136 KE AEDES Berlin Extra

Aufgabenstellung

Berlin Extra

It is now 20 years since Sir Richard Rogers wrote Cities for a Small Planet and we find ourselves more than ever before in the collective dynamic of an awakening society, one in constant movement and in need of change, flexibility and adaptation. Many cities have already experienced the same fate of gentrification which has been ongoing in Berlin since German reunification; the influx of a new population creating drastic change, leading to the movement of those no longer able to afford the city centre to it’s outskirts, which in turn increases urban sprawl. The iconic rooftop of the former Tempelhof Airport is chosen as a perfect playground for experimentation and testing of new nomadic, temporary housing possibilities. We ask you to imagine a new community which will live together on a 1,2km long and 20m wide space, 23m elevated from the street level – a community of inhabitants that might be in permanent change and not necessary permanently
settled.
We will start by asking: is architecture today too slow in responding to new societal requirements?

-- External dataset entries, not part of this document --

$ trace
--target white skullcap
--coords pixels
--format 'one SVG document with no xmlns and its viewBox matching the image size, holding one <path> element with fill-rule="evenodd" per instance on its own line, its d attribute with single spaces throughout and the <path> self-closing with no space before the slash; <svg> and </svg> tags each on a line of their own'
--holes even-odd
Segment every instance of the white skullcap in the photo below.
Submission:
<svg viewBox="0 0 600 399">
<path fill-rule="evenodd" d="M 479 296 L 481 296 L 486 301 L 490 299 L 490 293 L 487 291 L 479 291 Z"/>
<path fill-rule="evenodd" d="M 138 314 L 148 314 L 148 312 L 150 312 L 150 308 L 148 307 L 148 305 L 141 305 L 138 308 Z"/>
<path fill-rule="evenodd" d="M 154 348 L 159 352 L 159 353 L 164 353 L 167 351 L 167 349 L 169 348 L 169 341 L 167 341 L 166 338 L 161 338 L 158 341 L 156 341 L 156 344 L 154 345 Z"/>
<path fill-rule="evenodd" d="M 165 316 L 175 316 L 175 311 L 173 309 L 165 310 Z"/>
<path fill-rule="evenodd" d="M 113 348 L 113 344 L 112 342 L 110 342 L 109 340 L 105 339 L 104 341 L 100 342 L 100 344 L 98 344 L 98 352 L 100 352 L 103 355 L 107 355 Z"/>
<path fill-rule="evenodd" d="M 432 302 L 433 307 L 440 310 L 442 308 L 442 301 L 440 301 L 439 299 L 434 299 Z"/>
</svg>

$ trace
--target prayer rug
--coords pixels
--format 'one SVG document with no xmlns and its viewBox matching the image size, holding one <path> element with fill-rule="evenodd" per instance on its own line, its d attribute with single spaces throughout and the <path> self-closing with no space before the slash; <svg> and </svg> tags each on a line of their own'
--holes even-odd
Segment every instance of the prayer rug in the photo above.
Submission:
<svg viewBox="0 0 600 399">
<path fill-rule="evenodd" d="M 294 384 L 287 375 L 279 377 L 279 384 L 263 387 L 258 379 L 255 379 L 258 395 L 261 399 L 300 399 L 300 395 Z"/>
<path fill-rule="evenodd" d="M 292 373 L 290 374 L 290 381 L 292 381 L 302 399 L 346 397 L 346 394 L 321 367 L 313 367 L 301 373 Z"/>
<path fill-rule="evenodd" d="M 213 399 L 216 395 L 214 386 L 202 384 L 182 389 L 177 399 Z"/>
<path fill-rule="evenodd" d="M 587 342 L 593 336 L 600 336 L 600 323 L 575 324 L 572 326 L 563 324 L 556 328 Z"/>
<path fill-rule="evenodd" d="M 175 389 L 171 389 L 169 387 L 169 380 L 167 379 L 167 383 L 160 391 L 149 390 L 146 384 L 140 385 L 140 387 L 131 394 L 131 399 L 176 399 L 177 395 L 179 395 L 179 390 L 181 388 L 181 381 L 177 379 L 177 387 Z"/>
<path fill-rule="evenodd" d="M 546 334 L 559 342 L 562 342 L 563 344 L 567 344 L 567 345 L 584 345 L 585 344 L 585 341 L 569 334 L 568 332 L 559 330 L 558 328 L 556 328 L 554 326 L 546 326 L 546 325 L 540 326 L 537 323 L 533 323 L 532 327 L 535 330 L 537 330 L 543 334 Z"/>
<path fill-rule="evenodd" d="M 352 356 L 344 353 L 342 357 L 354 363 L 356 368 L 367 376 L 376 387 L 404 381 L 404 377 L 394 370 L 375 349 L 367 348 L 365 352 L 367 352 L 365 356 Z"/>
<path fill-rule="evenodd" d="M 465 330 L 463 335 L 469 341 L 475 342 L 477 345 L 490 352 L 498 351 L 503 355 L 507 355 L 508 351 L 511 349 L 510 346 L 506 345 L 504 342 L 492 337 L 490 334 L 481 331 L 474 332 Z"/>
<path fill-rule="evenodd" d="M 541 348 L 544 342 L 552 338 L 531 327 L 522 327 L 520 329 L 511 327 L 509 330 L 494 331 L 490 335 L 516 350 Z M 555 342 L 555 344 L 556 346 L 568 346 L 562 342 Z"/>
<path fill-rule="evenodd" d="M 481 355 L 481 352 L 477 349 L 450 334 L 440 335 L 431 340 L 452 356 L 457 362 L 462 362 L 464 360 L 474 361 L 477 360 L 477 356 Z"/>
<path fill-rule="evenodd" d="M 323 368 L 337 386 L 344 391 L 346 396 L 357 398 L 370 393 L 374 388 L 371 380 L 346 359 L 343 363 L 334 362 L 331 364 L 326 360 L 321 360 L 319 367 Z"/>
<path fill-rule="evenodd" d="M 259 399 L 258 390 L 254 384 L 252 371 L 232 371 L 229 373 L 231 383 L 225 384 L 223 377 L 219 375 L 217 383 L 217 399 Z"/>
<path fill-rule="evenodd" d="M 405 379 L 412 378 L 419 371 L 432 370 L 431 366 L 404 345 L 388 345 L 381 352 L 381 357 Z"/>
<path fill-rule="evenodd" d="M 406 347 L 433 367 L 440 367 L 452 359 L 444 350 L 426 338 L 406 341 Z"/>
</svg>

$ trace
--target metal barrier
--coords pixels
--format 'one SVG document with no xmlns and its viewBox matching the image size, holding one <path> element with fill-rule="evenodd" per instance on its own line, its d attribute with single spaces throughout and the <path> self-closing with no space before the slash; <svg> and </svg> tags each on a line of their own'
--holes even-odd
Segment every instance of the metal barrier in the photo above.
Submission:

We want you to focus on extra-fast architecture, requiring you to study, read, infiltrate, and extend existing buildings to create new situations. The designs should be quick to construct and quick to dismantle. How can architecture speed up? How can architecture become temporary? Can buildings be used for shorter periods of time, thereby creating more freedom of movement? The life-cycle of the materials, the ecological footprint of the buildings and the possibility of recycling and upcycling of its components are to be addressed. We would also like to address particular forms for social flexibility. Will housing in the future be reduced to core functions embedded as small-scale cells in a complex network structure of “third-party locations” such as co-working spaces, community lounges or urban gardening projects?
In this Summer School we will take a critical position and try to answer all or some of these questions. We will use strategies of dissection, infiltration, and parasitical intervention as a means of operating within and extending existing structures- and as a way to create density.
We invite you to use architectural, technological and ecological activism to imagine bold and utopian housing proposals for a new Berlin Tempelhof Airport, full of life and future.